Le Fonds vert pour le climat a permis le financement de 18,7 milliards de dollars de projets dans les pays émergents., @CCO

L'ACTU

Objectif atteint : le Fonds vert pour le climat boucle une recapitalisation à 10 milliards de dollars

Par   Arnaud DUMAS |Publié le 24/10/2019

La Conférence de recapitalisation du Fonds vert s'est bien terminée pour ses dirigeants. Ils ont réussi à lever les 9,8 milliards de dollars qu'ils avaient prévu, malgré la défection des États-Unis et de l'Australie.

[Mise à jour du 28 octobre 2019] "Près de 10 milliards de dollars, c’est un grand succès à la hauteur des ambitions qui avaient été fixées par le Président de la République", s'est félicité Bruno Le Maire, le ministre de l'Économie lors de la Conférence pour la reconstitution du Fonds vert pour le climat, le 15 octobre. C'était le défi posé à cette institution basée en Corée, lancée lors de la COP 21 pour être l’outil de financement de la transition des pays du Sud par les pays du Nord. La recapitalisation, qui plafonnait à 7,5 milliards de dollars de promesses de dons la veille de sa conférence, a été portée à 9,8 milliards de dollars vendredi. Pari réussi pour Yannick Glemarec, directeur exécutif de l’organisme multilatéral, qui déclarait à Paris, la veille de la conférence : "si on atteint entre 9 et 10 milliards de dollars, on pourra dire que c’est un succès". Cette somme doit permettre de financer en dons et en prêts les projets d’atténuation et d’adaptation au réchauffement climatique des pays en développement, pour la période 2020-2023. 

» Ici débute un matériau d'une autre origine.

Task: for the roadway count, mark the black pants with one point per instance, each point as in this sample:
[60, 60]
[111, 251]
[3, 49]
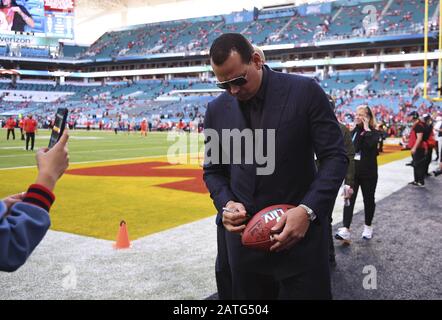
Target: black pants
[428, 158]
[419, 166]
[437, 150]
[30, 136]
[222, 267]
[9, 132]
[368, 186]
[310, 285]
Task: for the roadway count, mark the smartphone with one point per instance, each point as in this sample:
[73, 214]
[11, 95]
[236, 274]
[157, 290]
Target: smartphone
[59, 125]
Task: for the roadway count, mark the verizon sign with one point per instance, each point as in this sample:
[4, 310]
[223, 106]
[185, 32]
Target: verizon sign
[59, 5]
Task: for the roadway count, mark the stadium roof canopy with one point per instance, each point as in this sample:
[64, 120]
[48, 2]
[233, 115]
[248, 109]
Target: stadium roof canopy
[94, 17]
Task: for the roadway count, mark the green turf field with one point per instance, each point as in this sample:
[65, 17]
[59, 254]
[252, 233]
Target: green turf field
[86, 146]
[94, 205]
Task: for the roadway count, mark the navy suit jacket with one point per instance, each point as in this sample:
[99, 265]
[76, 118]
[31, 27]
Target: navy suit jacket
[298, 109]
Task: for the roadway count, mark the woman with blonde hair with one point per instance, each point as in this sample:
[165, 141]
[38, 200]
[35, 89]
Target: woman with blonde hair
[365, 140]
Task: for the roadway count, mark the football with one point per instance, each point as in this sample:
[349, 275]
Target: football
[257, 232]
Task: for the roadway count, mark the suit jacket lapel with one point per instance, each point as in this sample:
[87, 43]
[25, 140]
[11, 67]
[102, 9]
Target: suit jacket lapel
[275, 101]
[236, 116]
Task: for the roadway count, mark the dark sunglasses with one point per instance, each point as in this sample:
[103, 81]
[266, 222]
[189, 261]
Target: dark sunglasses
[238, 82]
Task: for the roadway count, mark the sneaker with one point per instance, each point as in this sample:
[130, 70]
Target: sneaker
[343, 234]
[416, 184]
[332, 262]
[367, 233]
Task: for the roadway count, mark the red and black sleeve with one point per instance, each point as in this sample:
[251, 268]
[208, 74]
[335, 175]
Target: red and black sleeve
[39, 196]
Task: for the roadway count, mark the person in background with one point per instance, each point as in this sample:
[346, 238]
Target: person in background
[348, 182]
[21, 124]
[365, 140]
[30, 127]
[430, 142]
[143, 127]
[10, 126]
[16, 14]
[438, 135]
[417, 145]
[24, 217]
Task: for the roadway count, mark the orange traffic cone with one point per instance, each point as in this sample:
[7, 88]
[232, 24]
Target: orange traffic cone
[122, 237]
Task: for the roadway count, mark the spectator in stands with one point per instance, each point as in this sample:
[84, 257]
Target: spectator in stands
[30, 127]
[261, 53]
[18, 16]
[10, 126]
[365, 139]
[24, 217]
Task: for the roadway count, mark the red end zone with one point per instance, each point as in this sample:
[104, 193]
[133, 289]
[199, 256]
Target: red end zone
[157, 169]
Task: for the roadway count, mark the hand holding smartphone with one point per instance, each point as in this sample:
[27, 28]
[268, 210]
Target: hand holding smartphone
[59, 125]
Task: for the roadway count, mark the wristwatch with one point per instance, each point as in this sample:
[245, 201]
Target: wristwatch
[310, 213]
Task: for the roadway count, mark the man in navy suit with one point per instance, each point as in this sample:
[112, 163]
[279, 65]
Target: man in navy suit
[258, 98]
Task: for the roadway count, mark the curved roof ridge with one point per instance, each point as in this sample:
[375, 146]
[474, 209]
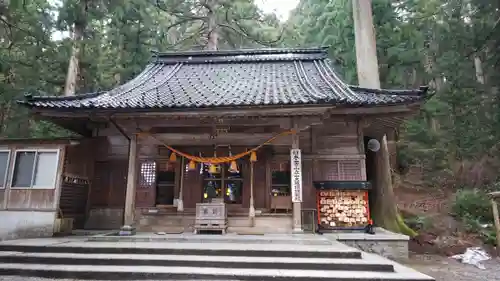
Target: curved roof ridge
[422, 90]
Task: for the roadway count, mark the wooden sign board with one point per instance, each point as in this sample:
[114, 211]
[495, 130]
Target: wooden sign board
[296, 171]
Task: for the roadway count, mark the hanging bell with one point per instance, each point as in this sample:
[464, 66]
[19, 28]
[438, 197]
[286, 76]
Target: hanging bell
[192, 165]
[233, 168]
[253, 157]
[173, 157]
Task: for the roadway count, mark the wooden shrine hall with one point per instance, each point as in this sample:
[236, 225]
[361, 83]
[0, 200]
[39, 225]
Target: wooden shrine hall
[263, 135]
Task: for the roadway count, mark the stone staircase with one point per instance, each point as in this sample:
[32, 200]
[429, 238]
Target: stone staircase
[198, 258]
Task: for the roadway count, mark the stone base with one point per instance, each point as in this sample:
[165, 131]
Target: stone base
[127, 230]
[385, 243]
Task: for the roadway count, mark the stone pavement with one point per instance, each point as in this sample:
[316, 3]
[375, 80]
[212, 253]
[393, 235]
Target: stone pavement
[288, 257]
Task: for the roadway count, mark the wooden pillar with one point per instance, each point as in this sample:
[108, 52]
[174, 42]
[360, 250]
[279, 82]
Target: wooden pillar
[297, 206]
[496, 218]
[180, 202]
[251, 210]
[131, 182]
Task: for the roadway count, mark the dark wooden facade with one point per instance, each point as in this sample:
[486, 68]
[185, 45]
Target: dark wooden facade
[222, 102]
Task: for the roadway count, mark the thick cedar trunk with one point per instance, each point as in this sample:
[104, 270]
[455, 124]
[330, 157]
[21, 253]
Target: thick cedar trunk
[213, 35]
[384, 209]
[73, 67]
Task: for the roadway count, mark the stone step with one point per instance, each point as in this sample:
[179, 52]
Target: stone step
[196, 261]
[104, 272]
[335, 250]
[228, 238]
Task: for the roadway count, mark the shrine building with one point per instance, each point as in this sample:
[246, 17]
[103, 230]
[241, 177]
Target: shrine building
[264, 135]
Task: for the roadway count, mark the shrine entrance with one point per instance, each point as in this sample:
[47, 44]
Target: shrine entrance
[223, 181]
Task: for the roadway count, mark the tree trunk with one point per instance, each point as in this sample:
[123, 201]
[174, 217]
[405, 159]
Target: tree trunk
[366, 47]
[213, 35]
[384, 209]
[73, 67]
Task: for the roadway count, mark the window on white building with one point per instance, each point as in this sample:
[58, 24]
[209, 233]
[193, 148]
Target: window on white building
[4, 164]
[35, 168]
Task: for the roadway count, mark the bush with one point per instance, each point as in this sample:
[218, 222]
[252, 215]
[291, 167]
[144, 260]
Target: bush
[472, 205]
[418, 223]
[473, 208]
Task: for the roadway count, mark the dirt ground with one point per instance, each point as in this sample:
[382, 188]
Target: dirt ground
[448, 269]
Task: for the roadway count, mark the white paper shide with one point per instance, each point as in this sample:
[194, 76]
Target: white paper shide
[296, 170]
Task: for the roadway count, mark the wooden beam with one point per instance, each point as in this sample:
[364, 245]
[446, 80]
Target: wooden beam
[261, 112]
[221, 112]
[131, 183]
[232, 139]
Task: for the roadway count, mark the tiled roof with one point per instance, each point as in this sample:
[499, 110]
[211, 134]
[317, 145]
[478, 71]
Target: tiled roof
[232, 78]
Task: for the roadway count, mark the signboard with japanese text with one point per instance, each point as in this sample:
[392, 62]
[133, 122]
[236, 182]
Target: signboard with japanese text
[296, 171]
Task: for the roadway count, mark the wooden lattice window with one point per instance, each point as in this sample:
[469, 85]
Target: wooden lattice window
[329, 170]
[280, 178]
[147, 174]
[350, 170]
[341, 170]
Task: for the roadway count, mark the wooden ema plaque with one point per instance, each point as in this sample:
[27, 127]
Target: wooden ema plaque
[343, 209]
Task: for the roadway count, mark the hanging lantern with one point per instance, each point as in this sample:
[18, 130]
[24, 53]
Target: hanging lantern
[253, 157]
[233, 168]
[192, 165]
[173, 157]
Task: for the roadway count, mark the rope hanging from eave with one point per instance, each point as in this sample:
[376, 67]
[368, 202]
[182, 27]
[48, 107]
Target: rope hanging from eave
[214, 160]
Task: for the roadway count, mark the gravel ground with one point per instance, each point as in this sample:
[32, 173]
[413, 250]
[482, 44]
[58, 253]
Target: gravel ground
[448, 269]
[441, 268]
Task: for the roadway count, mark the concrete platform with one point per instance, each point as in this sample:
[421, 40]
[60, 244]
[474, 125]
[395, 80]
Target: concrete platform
[332, 250]
[304, 239]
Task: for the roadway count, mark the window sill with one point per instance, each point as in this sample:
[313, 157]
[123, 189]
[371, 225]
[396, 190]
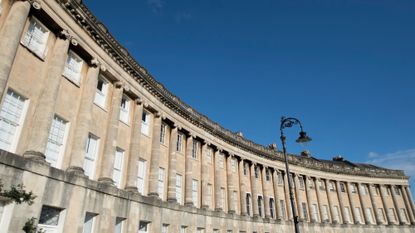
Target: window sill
[145, 135]
[101, 107]
[42, 58]
[125, 123]
[72, 81]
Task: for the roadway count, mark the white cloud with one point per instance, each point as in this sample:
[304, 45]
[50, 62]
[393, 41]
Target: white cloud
[402, 160]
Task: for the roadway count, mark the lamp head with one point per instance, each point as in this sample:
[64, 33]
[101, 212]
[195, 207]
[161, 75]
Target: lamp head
[303, 138]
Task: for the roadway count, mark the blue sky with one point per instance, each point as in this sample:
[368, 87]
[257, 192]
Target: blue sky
[345, 68]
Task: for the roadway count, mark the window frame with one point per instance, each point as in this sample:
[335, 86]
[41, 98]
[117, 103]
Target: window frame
[95, 158]
[118, 151]
[20, 121]
[76, 80]
[51, 142]
[145, 123]
[101, 93]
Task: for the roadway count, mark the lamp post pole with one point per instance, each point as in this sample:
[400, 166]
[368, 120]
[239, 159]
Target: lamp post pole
[287, 123]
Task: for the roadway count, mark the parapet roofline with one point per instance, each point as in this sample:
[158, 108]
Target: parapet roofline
[101, 35]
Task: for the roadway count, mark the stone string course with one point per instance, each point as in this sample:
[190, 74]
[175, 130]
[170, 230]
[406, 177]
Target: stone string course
[100, 34]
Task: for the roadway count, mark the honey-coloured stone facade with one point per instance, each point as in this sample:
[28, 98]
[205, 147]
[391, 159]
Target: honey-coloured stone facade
[106, 148]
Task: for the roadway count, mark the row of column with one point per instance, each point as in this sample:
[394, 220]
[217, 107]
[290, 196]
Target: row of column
[9, 40]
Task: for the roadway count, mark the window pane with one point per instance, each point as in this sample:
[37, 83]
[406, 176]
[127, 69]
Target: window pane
[49, 216]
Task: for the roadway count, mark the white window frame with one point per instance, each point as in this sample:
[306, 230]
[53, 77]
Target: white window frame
[144, 224]
[370, 215]
[101, 95]
[245, 167]
[31, 44]
[91, 156]
[325, 214]
[404, 214]
[145, 123]
[195, 149]
[118, 168]
[125, 106]
[358, 215]
[179, 187]
[272, 207]
[209, 155]
[336, 213]
[260, 201]
[314, 213]
[53, 228]
[348, 218]
[119, 225]
[305, 210]
[183, 229]
[280, 178]
[163, 128]
[164, 228]
[6, 214]
[17, 123]
[57, 140]
[141, 175]
[179, 142]
[220, 160]
[301, 181]
[222, 198]
[233, 164]
[353, 188]
[283, 209]
[195, 193]
[248, 203]
[74, 76]
[160, 187]
[209, 195]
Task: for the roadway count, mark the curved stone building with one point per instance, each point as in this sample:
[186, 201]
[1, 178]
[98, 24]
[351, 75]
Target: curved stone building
[106, 148]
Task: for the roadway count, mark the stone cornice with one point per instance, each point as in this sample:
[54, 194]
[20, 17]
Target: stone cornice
[99, 33]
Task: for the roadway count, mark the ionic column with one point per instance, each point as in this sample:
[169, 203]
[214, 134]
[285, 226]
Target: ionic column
[362, 204]
[395, 204]
[298, 197]
[352, 209]
[171, 189]
[276, 194]
[408, 205]
[287, 196]
[386, 208]
[330, 201]
[342, 210]
[45, 108]
[205, 175]
[111, 139]
[10, 38]
[188, 174]
[374, 205]
[243, 188]
[155, 157]
[254, 191]
[307, 193]
[218, 182]
[84, 119]
[317, 188]
[230, 184]
[265, 192]
[411, 201]
[132, 171]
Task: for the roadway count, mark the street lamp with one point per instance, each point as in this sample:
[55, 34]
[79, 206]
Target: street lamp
[303, 138]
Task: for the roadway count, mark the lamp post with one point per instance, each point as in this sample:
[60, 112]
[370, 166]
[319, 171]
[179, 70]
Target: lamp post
[288, 123]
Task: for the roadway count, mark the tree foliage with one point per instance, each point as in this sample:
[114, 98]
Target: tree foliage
[19, 195]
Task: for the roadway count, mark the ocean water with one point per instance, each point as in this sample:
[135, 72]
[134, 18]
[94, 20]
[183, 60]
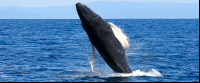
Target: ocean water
[161, 50]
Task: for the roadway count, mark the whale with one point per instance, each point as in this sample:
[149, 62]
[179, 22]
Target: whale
[103, 38]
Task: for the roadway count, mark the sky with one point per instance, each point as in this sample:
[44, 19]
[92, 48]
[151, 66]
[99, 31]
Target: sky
[46, 3]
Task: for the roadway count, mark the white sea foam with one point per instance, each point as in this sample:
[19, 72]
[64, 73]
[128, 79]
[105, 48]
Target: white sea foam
[120, 35]
[152, 73]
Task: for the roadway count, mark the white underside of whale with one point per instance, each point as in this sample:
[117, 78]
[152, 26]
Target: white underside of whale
[123, 39]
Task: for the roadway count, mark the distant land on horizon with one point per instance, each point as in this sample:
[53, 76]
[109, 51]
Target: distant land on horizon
[107, 10]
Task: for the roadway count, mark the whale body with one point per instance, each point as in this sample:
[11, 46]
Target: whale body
[102, 37]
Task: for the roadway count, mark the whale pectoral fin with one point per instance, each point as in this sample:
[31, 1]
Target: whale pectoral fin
[93, 57]
[123, 39]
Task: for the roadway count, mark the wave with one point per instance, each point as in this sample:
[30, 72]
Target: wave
[152, 73]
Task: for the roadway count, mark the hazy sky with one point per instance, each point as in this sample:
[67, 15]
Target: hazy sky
[45, 3]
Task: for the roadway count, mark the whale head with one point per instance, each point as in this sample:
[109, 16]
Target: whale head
[87, 16]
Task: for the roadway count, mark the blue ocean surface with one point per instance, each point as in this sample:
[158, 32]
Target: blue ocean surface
[55, 50]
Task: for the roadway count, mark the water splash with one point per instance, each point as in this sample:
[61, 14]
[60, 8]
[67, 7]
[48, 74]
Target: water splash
[152, 73]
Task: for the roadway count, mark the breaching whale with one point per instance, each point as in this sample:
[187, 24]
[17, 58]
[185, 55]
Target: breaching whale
[102, 37]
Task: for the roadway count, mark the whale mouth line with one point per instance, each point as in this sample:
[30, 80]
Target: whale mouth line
[84, 10]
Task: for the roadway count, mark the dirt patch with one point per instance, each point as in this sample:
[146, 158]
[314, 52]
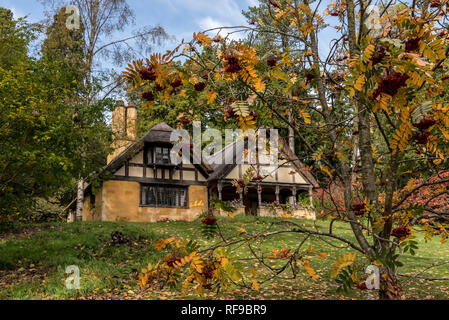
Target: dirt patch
[26, 232]
[10, 278]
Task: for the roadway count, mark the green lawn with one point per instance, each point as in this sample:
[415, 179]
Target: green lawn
[34, 259]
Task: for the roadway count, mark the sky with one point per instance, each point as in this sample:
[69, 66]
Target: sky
[180, 18]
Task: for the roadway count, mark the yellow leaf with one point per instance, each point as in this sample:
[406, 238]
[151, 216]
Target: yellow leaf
[211, 96]
[256, 285]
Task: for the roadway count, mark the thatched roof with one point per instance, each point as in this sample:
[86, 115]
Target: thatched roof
[222, 170]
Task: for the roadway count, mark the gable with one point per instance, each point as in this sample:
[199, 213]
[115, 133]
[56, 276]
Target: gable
[135, 167]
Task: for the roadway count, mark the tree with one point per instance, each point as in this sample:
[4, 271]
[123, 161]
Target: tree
[378, 105]
[42, 149]
[101, 19]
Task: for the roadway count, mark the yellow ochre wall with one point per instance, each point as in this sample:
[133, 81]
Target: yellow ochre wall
[119, 201]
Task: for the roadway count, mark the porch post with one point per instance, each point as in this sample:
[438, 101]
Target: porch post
[220, 188]
[294, 198]
[311, 196]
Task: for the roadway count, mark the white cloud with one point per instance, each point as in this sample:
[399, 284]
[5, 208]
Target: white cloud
[16, 12]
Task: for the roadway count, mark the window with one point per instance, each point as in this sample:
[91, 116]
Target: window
[92, 200]
[164, 196]
[162, 155]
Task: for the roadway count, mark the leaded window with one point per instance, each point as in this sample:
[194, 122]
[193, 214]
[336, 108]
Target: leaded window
[164, 196]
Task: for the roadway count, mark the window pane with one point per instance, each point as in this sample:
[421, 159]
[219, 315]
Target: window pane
[164, 196]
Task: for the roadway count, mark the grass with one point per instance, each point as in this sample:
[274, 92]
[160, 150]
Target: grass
[33, 263]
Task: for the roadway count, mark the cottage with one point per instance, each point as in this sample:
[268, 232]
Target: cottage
[146, 187]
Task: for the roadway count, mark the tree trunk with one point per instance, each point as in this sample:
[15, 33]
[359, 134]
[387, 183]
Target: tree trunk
[390, 288]
[79, 200]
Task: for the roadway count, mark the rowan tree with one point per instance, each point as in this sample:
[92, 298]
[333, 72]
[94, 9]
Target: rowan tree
[377, 101]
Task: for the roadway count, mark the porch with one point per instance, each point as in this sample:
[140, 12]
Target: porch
[268, 199]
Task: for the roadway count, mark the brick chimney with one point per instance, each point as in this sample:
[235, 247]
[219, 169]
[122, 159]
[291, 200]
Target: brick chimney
[124, 128]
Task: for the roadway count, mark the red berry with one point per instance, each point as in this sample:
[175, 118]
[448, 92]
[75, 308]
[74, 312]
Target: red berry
[200, 86]
[412, 44]
[147, 74]
[176, 83]
[400, 232]
[272, 62]
[158, 87]
[209, 221]
[309, 76]
[148, 96]
[359, 208]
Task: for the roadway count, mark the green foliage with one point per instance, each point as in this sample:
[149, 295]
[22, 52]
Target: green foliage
[47, 138]
[410, 245]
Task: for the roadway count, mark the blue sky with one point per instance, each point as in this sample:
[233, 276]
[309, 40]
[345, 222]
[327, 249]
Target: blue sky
[180, 18]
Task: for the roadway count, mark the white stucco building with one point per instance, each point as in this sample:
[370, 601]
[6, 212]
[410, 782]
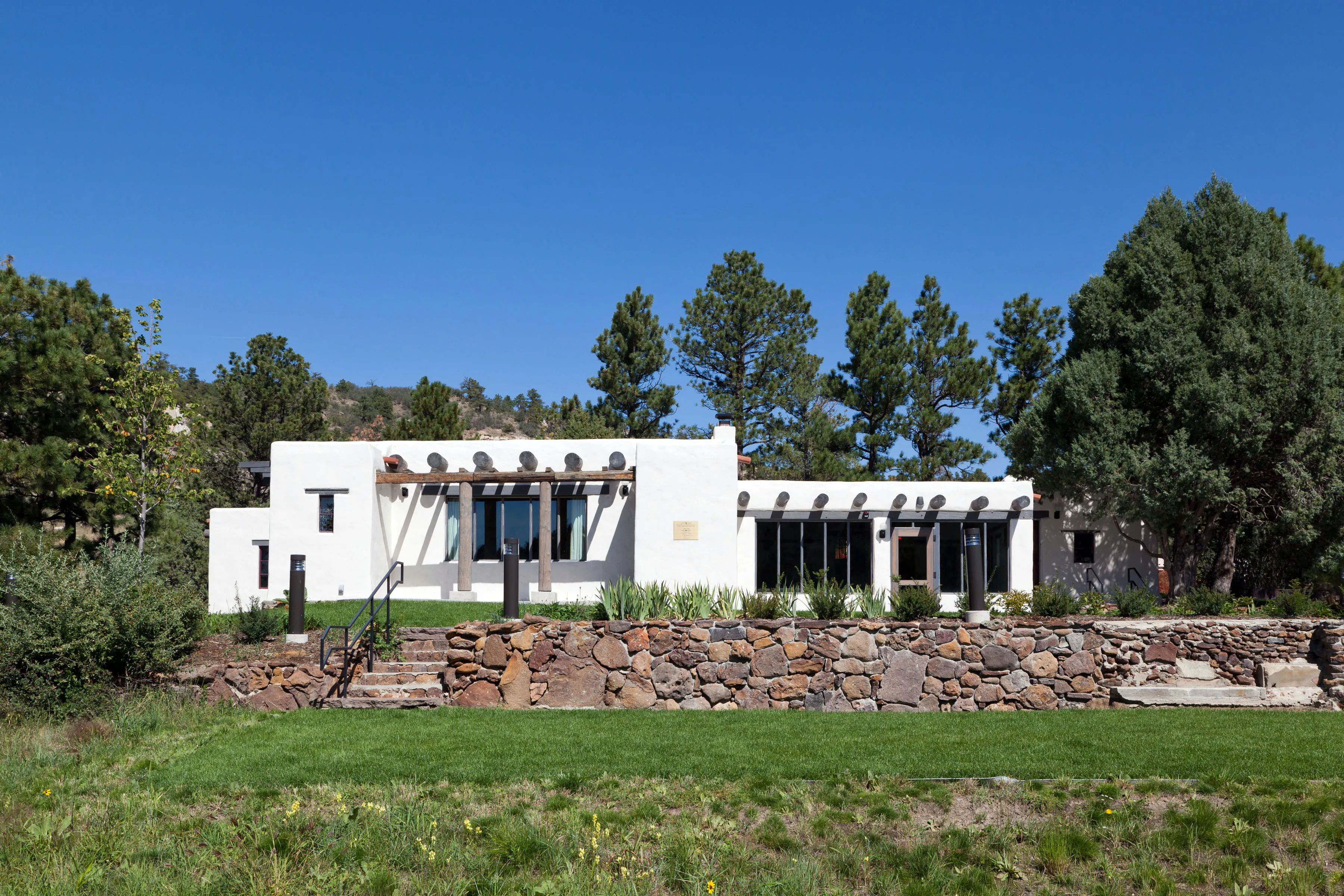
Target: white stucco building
[669, 511]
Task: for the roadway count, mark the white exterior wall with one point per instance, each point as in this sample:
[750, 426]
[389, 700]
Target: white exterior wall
[1115, 554]
[234, 534]
[343, 563]
[632, 536]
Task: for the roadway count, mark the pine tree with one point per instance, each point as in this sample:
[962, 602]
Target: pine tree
[60, 346]
[634, 354]
[744, 340]
[1027, 344]
[267, 397]
[812, 441]
[943, 375]
[1201, 389]
[435, 416]
[873, 382]
[1319, 272]
[575, 420]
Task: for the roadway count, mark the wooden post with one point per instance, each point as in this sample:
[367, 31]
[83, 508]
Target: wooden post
[466, 539]
[544, 563]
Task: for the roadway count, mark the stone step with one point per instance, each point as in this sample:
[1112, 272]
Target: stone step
[382, 703]
[396, 691]
[440, 656]
[400, 678]
[1226, 696]
[413, 668]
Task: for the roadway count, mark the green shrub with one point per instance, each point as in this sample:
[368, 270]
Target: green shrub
[255, 624]
[1135, 602]
[763, 605]
[84, 621]
[914, 602]
[617, 598]
[1202, 601]
[826, 598]
[1296, 601]
[1054, 600]
[693, 602]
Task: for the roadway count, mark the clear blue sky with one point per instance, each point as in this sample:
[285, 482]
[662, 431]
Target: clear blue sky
[468, 190]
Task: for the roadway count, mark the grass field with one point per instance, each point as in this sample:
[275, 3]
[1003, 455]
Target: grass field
[483, 745]
[412, 613]
[162, 797]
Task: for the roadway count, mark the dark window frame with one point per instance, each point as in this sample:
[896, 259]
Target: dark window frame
[326, 512]
[1085, 547]
[788, 570]
[487, 520]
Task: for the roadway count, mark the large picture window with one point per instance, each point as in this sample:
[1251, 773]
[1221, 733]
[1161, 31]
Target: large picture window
[498, 519]
[790, 551]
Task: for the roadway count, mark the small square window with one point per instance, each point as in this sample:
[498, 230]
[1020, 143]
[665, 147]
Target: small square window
[1085, 547]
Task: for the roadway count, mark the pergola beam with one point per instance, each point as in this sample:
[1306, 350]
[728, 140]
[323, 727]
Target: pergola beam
[580, 476]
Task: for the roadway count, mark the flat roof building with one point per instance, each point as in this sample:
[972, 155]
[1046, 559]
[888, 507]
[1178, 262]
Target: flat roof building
[589, 512]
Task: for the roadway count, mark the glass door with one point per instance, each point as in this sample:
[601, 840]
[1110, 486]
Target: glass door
[912, 557]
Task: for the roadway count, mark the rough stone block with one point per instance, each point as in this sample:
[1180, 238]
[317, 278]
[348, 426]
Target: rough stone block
[790, 687]
[999, 657]
[1080, 664]
[483, 694]
[1041, 665]
[1288, 675]
[575, 684]
[771, 663]
[672, 683]
[861, 645]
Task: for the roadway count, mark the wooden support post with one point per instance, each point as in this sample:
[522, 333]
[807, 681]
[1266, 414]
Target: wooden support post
[466, 538]
[544, 563]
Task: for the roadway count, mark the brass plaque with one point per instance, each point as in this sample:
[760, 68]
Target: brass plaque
[686, 531]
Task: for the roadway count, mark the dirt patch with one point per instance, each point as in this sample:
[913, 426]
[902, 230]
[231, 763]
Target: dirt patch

D'autant que le fonds a dû cette fois composer avec un écueil majeur : la volonté de Donald Trump de sortir de l’Accord de Paris. Les États-Unis s’étaient engagés à verser 3 milliards de dollars, pour le premier fonds. L’arrivée de Donald Trump au pouvoir a coupé court aux ambitions américaines. Les États-Unis n’ont finalement versé que 1 milliard sur les 3 milliards prévus et, surtout, ont opposé un refus catégorique à toute contribution au renouvellement du fonds. Un gros trou dans le financement de la transition des pays en voie de développement. L’Australie a également déclaré ne pas vouloir mettre au pot.

Une absence à compléter

C’est donc aux autres pays de compléter. Les dirigeants de l’institution se raccrochent à quelques signaux positifs, montrant l’intention des États à se mobiliser. Première bonne nouvelle : seize pays donateurs ont fait connaître plusieurs semaines avant la Conférence de reconstitution du fonds vert leurs promesses de dons, lors du G7 à Biarritz, fin août, et du sommet climat de l’ONU, fin septembre. Le nombre de pays donateurs a été porté à 27 à l'issue de la conférence de recapitalisation.

La deuxième bonne nouvelle réjouit encore plus Yannick Glemarec. Treize pays ont annoncé doubler leur contribution par rapport au premier fonds, et 75 % l'ont augmentée significativement. Parmi les plus généreux ayant doublé leur engagement, se trouvent l’Allemagne, le Royaume-Uni, la France, le Danemark ou encore la Suède. Le Japon a porté sa part à 1,5 milliard de dollars, au même niveau que la France. La Slovénie et la Slovaquie ont contribué pour la première fois.

Les besoins augmentent

Les besoins de financement des pays du Sud ont tendance à augmenter. Pour le réseau Climate Action Network, les États devraient tous doubler leurs engagements financiers s’ils voulaient vraiment être à la hauteur. "C’est une question de survie pour les populations les plus fragiles. Le monde à +1,5 degré est presque là, on voit déjà des impacts forts partout dans le monde et les besoins de financement vont continuer d’augmenter dans les prochaines décennies", déclare Lucile Dufour, du Réseau action climat France.

Le Fonds vert pour le climat a par ailleurs besoin des fonds rapidement. La précédente poche d’investissement est, près de cinq ans après, presque totalement engagée dans 111 projets situés dans 99 pays en voie de développement. "Il nous reste encore un peu de fonds et des pays se sont engagés à apporter leurs dons rapidement, donc nous devrions pouvoir continuer d’agir sans interruption", confie Yannick Glemarec.

La nouvelle enveloppe du fonds devrait être utilisée dans 20 % de projets d’adaptation aux conséquences de la crise climatique, le reste pour des projets d’atténuation. Le précédent fonds, qui a permis de financer des projets d’une valeur de près de 19 milliards de dollars, en ajoutant l’effet de levier auprès des financeurs privés, dont 24 % pour l’adaptation, 42 % pour l’atténuation et 34 % pour des projets hybrides.